Afraid of a repeat of the Hurricane Katrina disaster – a category three when it hit land almost exactly three years ago – thousands got in their cars and clogged the freeways out of the city, while the elderly and sick were being bussed out ahead of an official mandatory evacuation order, expected at 8am local time today.

Meanwhile, Gustav was about to batter western Cuba, prompting 250,000 people to leave low-lying areas in the path of the storm. The Cuban authorities ordered many of Havana's crumbling buildings to be evacuated, for fear they would be unable to weather the storm, and told other residents to find a shelter and barricade themselves in.

In the historic French Quarter of New Orleans, the odd jazz band played on, but most of the bar-lined streets were almost empty. Tourists, who had descended on the city to celebrate this weekend's Labor Day holiday, encountered police with loudhailers directing them on to suddenly crowded freeways.

The New Orleans mayor, Ray Nagin, ordered all visitors to leave the city by nightfall yesterday, and instructed hotels to make guests from out of town check out at first light.

The Central Business District was deserted except for soldiers from the National Guard ordered into the city to check that banks and other potential targets for looters had been securely boarded up.

Gustav has already killed 78 people in the Caribbean, and is now likely to make landfall in the US in the early hours of Tuesday morning. If it hits New Orleans head on, it could produce a surge in sea levels of up to 20ft, engulfing large areas of the coastal city.

President George Bush declared a state of emergency on Friday night, and sent more than 5,000 troops into Louisiana to maintain order during the mandatory evacuation. All flights out of New Orleans were booked up.

A fleet of 700 buses began helping 30,000 residents – many of them elderly and without transport – to leave town. Trains were on hand to take some evacuees to Memphis, while long queues formed at petrol stations.

Although Gustav remains days away, the authorities are taking no chances. "We don't want folks worrying about their property. It is time for people to be worried about their personal safety," said Bobby Jindal, the Governor of Louisiana.

The administration's failure to respond quickly enough to Hurricane Katrina in 2005 was largely blamed for the subsequent devastation, which caused nearly 1,800 deaths and $80m (£44m) in damage, making it the costliest natural disaster in US history.

"If people choose to defy a mandatory evacuation order, we want them to be aware that they are putting themselves in a risky situation," said a spokesman for the Federal Emergency Management Agency (Fema). "We want them to be aware that, once this storm strikes, emergency services may not be in a position to help them."

Much of New Orleans has still not recovered from Katrina, and large areas of the city remain derelict. The last unidentified victims were finally laid to rest only on Friday, during a truncated day of events to commemorate the third anniversary of the storm.
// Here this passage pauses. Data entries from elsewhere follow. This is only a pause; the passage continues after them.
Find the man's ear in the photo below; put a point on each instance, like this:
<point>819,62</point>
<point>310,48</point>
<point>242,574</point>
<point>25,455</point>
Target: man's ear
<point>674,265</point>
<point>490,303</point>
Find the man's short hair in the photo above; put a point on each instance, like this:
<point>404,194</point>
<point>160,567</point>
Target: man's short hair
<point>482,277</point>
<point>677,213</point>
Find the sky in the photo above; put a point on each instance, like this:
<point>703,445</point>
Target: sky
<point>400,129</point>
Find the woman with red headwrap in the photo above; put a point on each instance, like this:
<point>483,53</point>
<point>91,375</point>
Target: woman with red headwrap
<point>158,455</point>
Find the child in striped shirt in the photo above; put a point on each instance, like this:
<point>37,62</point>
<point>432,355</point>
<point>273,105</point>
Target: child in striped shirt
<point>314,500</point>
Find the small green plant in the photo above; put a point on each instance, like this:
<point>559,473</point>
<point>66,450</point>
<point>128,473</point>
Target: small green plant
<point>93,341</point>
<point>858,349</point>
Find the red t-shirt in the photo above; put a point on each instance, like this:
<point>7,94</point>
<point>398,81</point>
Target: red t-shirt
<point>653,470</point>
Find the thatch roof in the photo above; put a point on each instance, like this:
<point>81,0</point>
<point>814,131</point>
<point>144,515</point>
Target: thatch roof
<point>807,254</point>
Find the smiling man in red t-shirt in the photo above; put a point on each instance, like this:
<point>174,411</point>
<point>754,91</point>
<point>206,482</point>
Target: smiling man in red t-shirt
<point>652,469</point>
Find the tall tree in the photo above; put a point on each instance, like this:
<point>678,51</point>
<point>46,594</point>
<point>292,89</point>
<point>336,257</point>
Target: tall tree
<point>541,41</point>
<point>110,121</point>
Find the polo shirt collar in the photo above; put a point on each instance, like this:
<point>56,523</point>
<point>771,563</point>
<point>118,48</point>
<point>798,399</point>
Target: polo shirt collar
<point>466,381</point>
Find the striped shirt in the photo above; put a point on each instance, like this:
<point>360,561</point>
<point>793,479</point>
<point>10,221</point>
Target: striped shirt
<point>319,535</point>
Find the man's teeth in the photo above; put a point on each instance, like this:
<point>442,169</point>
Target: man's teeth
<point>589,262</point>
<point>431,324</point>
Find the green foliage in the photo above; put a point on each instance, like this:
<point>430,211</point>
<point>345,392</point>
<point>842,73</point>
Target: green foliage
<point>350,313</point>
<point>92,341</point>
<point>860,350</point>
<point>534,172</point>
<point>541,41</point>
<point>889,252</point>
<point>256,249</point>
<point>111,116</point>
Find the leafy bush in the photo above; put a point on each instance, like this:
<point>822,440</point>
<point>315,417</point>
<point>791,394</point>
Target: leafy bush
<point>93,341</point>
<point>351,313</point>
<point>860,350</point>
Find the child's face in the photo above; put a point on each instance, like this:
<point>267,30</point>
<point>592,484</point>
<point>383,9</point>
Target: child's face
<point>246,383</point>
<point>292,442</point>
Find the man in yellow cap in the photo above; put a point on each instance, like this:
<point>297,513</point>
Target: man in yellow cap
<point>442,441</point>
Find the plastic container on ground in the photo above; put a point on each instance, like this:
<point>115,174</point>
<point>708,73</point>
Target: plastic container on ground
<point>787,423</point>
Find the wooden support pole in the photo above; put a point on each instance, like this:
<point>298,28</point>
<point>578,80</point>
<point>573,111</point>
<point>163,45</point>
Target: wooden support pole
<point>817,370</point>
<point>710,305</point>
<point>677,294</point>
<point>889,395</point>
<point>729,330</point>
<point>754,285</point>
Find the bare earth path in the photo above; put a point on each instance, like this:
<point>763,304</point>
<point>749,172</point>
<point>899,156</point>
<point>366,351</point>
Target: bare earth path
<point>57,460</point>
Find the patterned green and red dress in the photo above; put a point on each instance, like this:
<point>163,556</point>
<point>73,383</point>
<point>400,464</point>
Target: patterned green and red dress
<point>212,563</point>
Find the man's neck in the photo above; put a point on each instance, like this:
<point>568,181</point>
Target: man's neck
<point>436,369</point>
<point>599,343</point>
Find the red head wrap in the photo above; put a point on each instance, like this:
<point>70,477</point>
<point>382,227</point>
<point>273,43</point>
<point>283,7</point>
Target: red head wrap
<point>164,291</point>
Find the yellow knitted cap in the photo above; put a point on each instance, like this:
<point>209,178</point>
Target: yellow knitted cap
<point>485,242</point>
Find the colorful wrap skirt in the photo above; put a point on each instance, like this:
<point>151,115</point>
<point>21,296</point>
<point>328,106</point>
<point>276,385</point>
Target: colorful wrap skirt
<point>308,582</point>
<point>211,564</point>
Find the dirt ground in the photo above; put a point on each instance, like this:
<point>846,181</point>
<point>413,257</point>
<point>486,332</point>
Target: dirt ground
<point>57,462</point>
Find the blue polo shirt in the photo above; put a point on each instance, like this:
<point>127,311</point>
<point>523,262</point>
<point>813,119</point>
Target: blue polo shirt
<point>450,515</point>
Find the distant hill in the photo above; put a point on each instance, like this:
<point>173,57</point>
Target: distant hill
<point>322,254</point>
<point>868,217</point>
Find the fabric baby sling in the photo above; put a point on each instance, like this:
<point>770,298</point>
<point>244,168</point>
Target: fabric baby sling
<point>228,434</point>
Survivors are anxious to avoid repeating the mistakes that saw large numbers of them remain behind when the last hurricane struck.

Earlier yesterday, Tyler Fernandez, in the still-scarred parish of St Bernard, said: "They say it's now a category five storm, and from what I now know, category five means get the hell out. The way I see it, this storm is God's way of reminding us of the power of Mother Nature."

While most people were boarding up windows and hitting the road, some veterans of Katrina were reluctant to leave their properties, in case of a repetition of the widespread looting that followed the disaster. Even if Gustav has petered out by the time it arrives, they fear it may take days or even weeks to get back to their homes.